What every Pony Express healthcare cart shares
The line runs on common hardware, which keeps training and parts simple across a fleet. Every unit uses a 24V deep-cycle AGM battery with an onboard UL listed smart charger. You get up to 8 hours of runtime and roughly 10 miles per charge, with a recharge of about 4 hours from a standard 100 to 240 VAC outlet. Each one runs under 65 dBA, so it will not disrupt a patient floor. Foam-filled non-marking tires, a keyed switch, an e-stop, a horn, and regenerative braking are all standard. Most models use center-wheel drive for a tight turning radius in elevators and doorways.

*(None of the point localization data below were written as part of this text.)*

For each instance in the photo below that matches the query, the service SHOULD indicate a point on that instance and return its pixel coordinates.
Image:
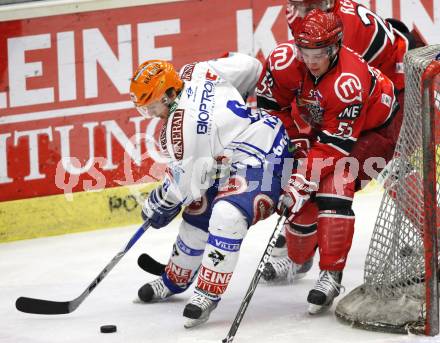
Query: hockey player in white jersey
(225, 166)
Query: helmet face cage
(302, 7)
(319, 30)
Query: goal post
(400, 289)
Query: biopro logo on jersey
(203, 116)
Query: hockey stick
(150, 265)
(254, 282)
(40, 306)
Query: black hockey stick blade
(150, 265)
(40, 306)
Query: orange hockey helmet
(151, 81)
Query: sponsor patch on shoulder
(187, 71)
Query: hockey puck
(108, 328)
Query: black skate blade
(40, 306)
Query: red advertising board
(66, 121)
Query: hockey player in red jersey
(375, 39)
(346, 109)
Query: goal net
(400, 292)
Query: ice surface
(60, 268)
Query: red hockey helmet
(298, 9)
(319, 29)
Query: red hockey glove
(296, 194)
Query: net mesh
(393, 293)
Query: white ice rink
(60, 268)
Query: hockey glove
(296, 194)
(158, 211)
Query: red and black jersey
(374, 39)
(351, 98)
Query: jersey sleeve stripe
(344, 145)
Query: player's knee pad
(335, 224)
(301, 235)
(185, 258)
(227, 228)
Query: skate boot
(327, 288)
(283, 269)
(198, 309)
(154, 291)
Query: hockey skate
(198, 309)
(154, 291)
(280, 269)
(327, 288)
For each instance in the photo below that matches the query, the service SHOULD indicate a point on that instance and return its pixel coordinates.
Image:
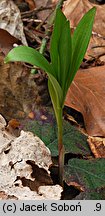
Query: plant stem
(60, 147)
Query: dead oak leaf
(87, 95)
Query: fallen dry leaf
(10, 20)
(87, 95)
(42, 15)
(24, 167)
(97, 146)
(74, 11)
(31, 4)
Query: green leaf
(31, 56)
(60, 49)
(65, 54)
(80, 41)
(28, 55)
(90, 174)
(60, 21)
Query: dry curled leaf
(87, 95)
(97, 146)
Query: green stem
(60, 147)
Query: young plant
(66, 54)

Warranty is 5 years on the frame and motor across the line, with two honest exceptions to flag. The 1031-SM01 mailroom cart and the electric scissor-lift cart both carry a 2-year frame and motor warranty. Compliance and life-safety in a healthcare facility also follow OSHA 1910.101 on compressed gases and the NFPA 99 Health Care Facilities Code, which govern how gas cylinders are stored and moved in the building.

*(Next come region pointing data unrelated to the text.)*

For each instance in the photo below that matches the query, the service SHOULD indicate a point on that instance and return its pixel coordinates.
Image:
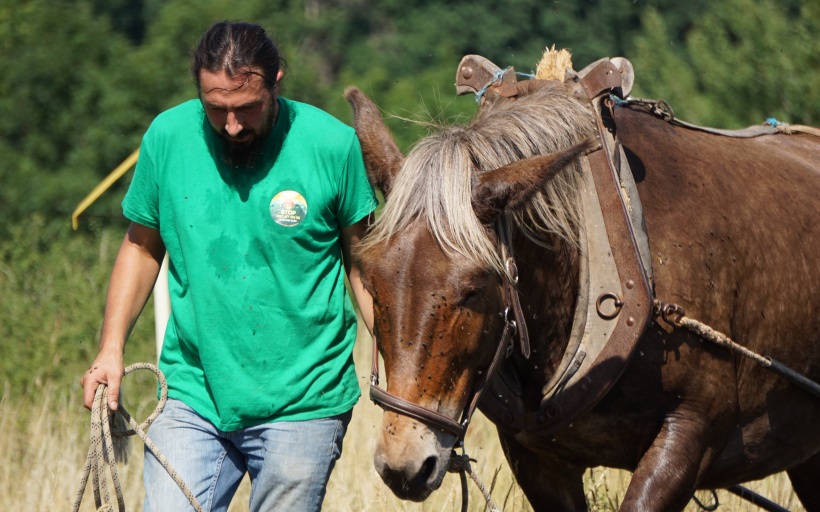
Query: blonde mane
(435, 182)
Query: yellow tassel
(553, 64)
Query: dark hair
(232, 46)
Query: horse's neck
(548, 287)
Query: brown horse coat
(734, 233)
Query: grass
(43, 447)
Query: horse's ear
(382, 157)
(512, 186)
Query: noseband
(390, 402)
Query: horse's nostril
(427, 469)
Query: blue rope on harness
(497, 77)
(620, 102)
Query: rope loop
(101, 449)
(461, 464)
(160, 405)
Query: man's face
(241, 110)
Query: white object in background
(162, 304)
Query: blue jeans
(289, 462)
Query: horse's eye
(469, 297)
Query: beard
(244, 156)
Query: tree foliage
(83, 78)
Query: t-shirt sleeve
(141, 203)
(356, 196)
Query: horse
(733, 228)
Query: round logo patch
(288, 208)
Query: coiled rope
(101, 450)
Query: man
(258, 200)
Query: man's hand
(106, 369)
(132, 279)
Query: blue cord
(497, 77)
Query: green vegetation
(83, 78)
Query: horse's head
(432, 266)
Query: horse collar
(614, 302)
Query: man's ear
(512, 186)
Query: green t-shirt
(261, 328)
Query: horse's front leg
(549, 486)
(667, 474)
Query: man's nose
(233, 125)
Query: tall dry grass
(43, 447)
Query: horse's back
(734, 229)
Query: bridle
(458, 428)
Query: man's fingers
(113, 393)
(89, 389)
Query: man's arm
(135, 272)
(351, 235)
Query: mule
(734, 233)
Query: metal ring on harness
(609, 296)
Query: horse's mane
(435, 182)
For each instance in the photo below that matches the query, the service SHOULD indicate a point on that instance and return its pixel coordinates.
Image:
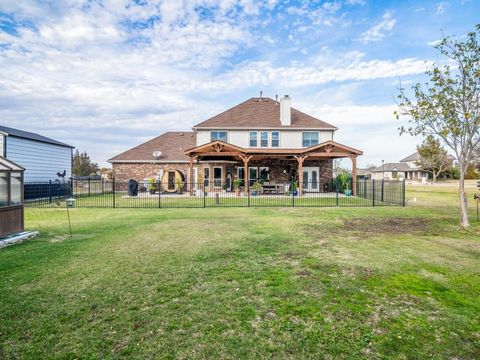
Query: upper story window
(218, 135)
(253, 139)
(309, 138)
(275, 139)
(264, 139)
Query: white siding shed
(41, 157)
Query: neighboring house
(366, 173)
(259, 139)
(407, 169)
(41, 157)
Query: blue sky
(107, 75)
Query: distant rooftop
(414, 157)
(31, 136)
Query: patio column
(191, 175)
(300, 160)
(354, 175)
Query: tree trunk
(463, 198)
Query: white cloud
(298, 75)
(434, 42)
(379, 31)
(440, 7)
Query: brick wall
(279, 170)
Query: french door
(310, 179)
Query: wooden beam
(354, 175)
(191, 175)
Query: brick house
(259, 140)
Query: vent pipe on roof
(285, 111)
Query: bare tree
(448, 106)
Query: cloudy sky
(107, 75)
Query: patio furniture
(272, 188)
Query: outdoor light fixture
(157, 154)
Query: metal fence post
(159, 195)
(113, 191)
(383, 190)
(373, 192)
(336, 191)
(204, 195)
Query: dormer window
(275, 139)
(218, 135)
(253, 139)
(264, 139)
(309, 138)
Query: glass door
(310, 179)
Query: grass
(382, 282)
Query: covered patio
(297, 159)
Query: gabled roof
(171, 144)
(393, 167)
(30, 136)
(261, 113)
(414, 157)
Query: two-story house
(258, 140)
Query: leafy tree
(82, 165)
(433, 157)
(448, 106)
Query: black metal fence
(151, 194)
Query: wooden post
(191, 175)
(354, 175)
(300, 160)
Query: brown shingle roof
(261, 113)
(171, 144)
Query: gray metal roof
(31, 136)
(9, 165)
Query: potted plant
(257, 188)
(295, 188)
(347, 190)
(179, 185)
(236, 186)
(151, 186)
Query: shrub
(343, 181)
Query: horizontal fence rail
(155, 194)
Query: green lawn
(383, 282)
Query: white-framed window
(264, 173)
(253, 137)
(309, 138)
(218, 135)
(275, 139)
(264, 139)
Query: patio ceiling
(328, 149)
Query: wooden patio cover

Our top pick for healthcare buyers
For most hospitals the first cart to buy is the Pony Express Motorized Medical Gas Cylinder Cart at $4,742 on sale from $5,467. It moves 24 to 48 cylinders, holds up to 2,000 lb, fits M7, M9, C, D, and E tanks, and is rated for a 6-degree incline so it clears most dock ramps. It solves the single highest-risk handling job in the building. From there, layer in the linen and laundry carts for housekeeping and a tugger for bed and equipment moves.